In Family Court, the burden of proof shifts as well. In traditional criminal and civil court proceedings, prosecutors or plaintiffs have the burden to prove what happened and who did it. In child protective cases, the existence of injuries that can’t be honestly attributed to accidents is enough for a finding of abuse or neglect—enough to bring the case to court—unless the parent can disprove the charges.

Instead of prosecutors’ having to prove guilt, the burden shifts to parents to prove their innocence as they try to disprove abuse or neglect. They have to prove a negative, the absence of an event, in order to convince the judge that they are innocent of the charges.

The rules for testimony are also different in Family Court. In child protective fact findings, hearsay evidence is admissible. Hearsay is not accepted as testimony in criminal trials. There are certain exceptions in Family Court, but the corroboration standard is very low, judges say. Basically, any evidence that tends to support the truth of an out-of-court (or hearsay) statement can be cited as legitimate corroboration. So a caseworker’s recollection of a mother’s frustration—”These kids are killing me! I can’t take the stress!”—can be considered evidence of imminent risk in a fact finding, on the basis of a caseworker’s say-so.

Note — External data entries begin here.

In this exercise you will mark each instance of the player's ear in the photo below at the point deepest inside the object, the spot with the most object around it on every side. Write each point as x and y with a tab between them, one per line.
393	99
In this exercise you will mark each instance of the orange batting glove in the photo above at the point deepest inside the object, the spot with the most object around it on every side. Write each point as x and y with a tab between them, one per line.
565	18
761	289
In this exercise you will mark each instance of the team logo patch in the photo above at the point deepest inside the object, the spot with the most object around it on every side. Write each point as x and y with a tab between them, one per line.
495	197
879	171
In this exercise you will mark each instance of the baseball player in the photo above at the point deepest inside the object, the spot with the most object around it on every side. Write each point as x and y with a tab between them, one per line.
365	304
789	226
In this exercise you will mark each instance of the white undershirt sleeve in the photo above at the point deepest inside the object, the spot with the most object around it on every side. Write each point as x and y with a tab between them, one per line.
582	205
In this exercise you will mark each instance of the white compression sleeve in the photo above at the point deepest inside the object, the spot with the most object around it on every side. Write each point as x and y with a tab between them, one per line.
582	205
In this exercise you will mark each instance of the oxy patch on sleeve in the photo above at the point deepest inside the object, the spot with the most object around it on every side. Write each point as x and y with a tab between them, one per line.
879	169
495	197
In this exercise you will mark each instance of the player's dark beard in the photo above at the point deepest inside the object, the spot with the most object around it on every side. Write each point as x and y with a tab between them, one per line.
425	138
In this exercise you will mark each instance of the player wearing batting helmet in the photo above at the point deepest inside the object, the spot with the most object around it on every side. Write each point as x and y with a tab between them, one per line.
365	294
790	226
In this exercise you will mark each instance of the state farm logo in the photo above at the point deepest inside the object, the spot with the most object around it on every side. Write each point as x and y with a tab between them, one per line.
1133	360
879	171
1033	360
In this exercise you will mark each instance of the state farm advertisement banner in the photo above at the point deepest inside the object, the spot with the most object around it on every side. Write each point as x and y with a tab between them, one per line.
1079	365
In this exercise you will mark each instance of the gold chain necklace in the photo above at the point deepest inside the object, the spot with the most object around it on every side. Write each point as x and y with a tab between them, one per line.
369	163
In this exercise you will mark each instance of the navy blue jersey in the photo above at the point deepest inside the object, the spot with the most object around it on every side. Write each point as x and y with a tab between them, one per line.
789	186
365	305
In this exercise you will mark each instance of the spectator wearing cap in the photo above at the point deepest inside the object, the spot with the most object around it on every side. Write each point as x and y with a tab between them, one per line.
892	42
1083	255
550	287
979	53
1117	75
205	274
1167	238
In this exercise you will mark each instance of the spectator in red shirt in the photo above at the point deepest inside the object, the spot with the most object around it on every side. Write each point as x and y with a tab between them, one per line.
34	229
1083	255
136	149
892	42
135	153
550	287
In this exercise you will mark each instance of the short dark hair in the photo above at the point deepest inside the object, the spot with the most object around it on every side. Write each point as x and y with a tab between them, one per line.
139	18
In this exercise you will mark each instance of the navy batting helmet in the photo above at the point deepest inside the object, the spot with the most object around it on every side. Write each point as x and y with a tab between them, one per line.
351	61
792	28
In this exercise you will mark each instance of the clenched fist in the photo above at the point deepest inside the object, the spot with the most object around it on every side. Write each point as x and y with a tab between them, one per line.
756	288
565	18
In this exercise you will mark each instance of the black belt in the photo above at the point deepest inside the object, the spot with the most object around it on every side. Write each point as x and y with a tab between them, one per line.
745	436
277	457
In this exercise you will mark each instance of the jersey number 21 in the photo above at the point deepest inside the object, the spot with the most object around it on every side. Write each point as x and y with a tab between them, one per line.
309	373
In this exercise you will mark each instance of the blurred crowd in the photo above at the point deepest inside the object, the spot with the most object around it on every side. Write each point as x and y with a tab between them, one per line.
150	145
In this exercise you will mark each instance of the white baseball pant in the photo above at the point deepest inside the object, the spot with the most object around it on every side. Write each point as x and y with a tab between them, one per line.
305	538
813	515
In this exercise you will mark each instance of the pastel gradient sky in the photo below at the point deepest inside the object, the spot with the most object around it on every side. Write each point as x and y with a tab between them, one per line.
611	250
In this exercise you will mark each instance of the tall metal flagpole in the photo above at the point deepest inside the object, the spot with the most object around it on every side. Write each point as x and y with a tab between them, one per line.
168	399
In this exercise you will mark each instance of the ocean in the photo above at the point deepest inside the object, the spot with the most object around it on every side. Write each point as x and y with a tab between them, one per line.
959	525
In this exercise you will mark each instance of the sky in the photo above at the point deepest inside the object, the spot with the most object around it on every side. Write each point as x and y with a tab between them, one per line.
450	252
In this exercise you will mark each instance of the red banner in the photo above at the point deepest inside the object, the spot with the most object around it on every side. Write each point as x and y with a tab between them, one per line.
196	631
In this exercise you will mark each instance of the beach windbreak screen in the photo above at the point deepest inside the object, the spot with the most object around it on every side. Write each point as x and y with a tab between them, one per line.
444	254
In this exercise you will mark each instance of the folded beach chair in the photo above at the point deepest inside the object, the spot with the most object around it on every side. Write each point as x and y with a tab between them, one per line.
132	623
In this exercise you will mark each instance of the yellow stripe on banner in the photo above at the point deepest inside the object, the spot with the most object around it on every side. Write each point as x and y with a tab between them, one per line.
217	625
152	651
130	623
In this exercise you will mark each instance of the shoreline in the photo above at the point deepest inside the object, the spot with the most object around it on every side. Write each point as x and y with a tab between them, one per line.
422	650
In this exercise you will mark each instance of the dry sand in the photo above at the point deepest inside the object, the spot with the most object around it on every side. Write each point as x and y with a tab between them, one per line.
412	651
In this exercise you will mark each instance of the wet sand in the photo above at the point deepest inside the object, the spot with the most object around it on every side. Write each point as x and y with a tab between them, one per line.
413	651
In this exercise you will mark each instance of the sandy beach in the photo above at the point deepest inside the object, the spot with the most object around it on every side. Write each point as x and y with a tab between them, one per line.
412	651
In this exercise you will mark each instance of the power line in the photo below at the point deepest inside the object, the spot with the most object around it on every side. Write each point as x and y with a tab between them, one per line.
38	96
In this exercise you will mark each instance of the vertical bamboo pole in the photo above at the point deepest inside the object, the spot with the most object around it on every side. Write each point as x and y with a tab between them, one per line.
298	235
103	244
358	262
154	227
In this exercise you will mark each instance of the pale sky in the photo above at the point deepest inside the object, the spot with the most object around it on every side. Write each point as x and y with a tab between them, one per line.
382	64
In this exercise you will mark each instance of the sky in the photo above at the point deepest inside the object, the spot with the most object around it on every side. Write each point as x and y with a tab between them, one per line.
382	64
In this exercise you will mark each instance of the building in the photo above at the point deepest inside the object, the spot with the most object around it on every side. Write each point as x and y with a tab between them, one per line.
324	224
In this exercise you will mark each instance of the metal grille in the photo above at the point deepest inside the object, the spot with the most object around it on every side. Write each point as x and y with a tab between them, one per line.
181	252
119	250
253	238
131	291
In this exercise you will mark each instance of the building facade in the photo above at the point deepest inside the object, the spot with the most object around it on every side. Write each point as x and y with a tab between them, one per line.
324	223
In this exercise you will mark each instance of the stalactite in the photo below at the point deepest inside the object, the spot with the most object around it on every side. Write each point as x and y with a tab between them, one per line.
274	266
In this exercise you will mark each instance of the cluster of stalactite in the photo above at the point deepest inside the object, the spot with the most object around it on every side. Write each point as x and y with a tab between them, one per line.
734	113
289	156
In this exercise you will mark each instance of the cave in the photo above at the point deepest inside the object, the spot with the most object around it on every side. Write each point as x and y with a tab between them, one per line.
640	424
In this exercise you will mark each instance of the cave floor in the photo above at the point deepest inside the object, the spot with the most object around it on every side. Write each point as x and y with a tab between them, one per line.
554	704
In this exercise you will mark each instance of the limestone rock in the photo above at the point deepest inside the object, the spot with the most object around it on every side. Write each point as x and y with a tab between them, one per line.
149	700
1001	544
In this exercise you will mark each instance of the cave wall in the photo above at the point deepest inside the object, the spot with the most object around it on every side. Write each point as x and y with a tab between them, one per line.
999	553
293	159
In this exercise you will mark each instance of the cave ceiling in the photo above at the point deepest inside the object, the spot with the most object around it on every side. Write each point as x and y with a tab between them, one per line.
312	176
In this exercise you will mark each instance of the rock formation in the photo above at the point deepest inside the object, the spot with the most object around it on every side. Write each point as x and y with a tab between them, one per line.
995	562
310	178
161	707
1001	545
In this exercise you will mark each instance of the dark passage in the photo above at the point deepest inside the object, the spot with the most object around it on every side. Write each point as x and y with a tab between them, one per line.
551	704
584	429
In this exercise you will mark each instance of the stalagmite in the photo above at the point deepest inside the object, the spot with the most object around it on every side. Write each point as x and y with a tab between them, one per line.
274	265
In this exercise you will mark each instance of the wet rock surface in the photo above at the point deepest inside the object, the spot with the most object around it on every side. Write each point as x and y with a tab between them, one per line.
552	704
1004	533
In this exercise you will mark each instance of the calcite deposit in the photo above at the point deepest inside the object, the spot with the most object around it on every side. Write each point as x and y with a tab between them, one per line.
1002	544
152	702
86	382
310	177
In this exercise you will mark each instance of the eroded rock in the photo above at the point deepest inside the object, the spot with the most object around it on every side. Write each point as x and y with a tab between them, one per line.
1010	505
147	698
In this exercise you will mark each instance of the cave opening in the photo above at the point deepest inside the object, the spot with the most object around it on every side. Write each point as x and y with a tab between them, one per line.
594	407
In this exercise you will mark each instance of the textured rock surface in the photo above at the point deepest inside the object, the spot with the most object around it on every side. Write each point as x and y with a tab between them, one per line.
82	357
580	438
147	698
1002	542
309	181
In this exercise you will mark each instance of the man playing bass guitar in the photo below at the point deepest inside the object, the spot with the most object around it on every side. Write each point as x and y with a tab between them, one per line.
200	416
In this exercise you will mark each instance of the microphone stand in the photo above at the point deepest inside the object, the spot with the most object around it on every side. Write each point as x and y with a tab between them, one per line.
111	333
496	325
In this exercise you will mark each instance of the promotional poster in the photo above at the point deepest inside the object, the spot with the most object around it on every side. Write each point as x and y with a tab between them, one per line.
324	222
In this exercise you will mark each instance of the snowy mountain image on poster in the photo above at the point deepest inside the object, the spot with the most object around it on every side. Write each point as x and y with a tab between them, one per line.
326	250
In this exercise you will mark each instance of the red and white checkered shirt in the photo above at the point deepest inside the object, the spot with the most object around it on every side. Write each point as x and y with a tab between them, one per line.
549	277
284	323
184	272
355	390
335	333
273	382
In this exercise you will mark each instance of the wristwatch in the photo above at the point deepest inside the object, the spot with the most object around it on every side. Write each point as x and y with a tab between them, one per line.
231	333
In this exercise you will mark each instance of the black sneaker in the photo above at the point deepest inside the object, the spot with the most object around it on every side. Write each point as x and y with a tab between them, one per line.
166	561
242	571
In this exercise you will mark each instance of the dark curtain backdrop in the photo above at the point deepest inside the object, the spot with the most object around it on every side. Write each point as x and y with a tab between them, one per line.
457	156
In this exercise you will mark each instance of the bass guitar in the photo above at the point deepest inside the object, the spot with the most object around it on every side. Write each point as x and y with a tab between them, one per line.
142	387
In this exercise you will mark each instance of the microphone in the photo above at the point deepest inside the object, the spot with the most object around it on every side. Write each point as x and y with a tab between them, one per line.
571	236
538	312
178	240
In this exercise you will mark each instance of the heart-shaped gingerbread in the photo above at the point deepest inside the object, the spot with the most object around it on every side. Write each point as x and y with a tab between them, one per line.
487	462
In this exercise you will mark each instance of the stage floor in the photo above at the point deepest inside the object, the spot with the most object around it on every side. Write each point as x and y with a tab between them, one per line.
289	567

The practice of cross-corroboration permits the words of children, unheard in public court, to enter testimony as evidence. If one child says, “My mother hit me,” and a sibling tells a caseworker or lawyer that their mother uses corporal punishment, the cross-corroboration, brought into testimony, establishes the case against the parent unless the parent can refute it. (While children rarely testify in court, many judges meet with children in camera and use what children say in private to inform their decisions.)

Meanwhile, traditional legal protections conferred on privileged relationships are not in place. Private conversations between spouses, for example, are ordinarily protected in civil proceedings. In Family Court, they’re fair game. That’s because Family Court law mandates that traditional privacy privileges, which protect communications by the nature of the relationship, do not apply in child protective cases. Husbands may be compelled to testify about their wives, grandmothers about their daughters, and therapists and social workers about their clients or patients. In civil cases, married partners can claim privilege and not testify against each other. This protection does not apply in child protective cases in Family Court.

Even the Bill of Rights isn’t quite the same in Family Court. The constitutionally guaranteed right against self-incrimination doesn’t apply in child protective cases; there is no “taking the Fifth” in Family Court. The failure to testify on one’s own behalf allows, and even encourages, the court to “draw the worst possible inference”—that all the charges against an individual are true because no testimony has been offered to refute it.

An additional layer of complexity concerns families or individuals whose legal matters reside in both Family Court and the state court system (criminal or civil court). The same person can be tried for the same or similar events in both systems, because the courts have different goals. Family Court aims to be rehabilitative and restorative, either supporting existing families or creating new ones. Criminal court is generally more punitive in outlook and less focused on systems—the family—than on the individual defendant.

Trials in both court systems may proceed at the same time or in sequence. If a Family Court case proceeds first, however, all the testimony offered there can be used in criminal court as sworn testimony—legitimate backdoor access for hearsay evidence, which might have been given in a Family Court setting where the individual could not exercise his or her right against self-incrimination.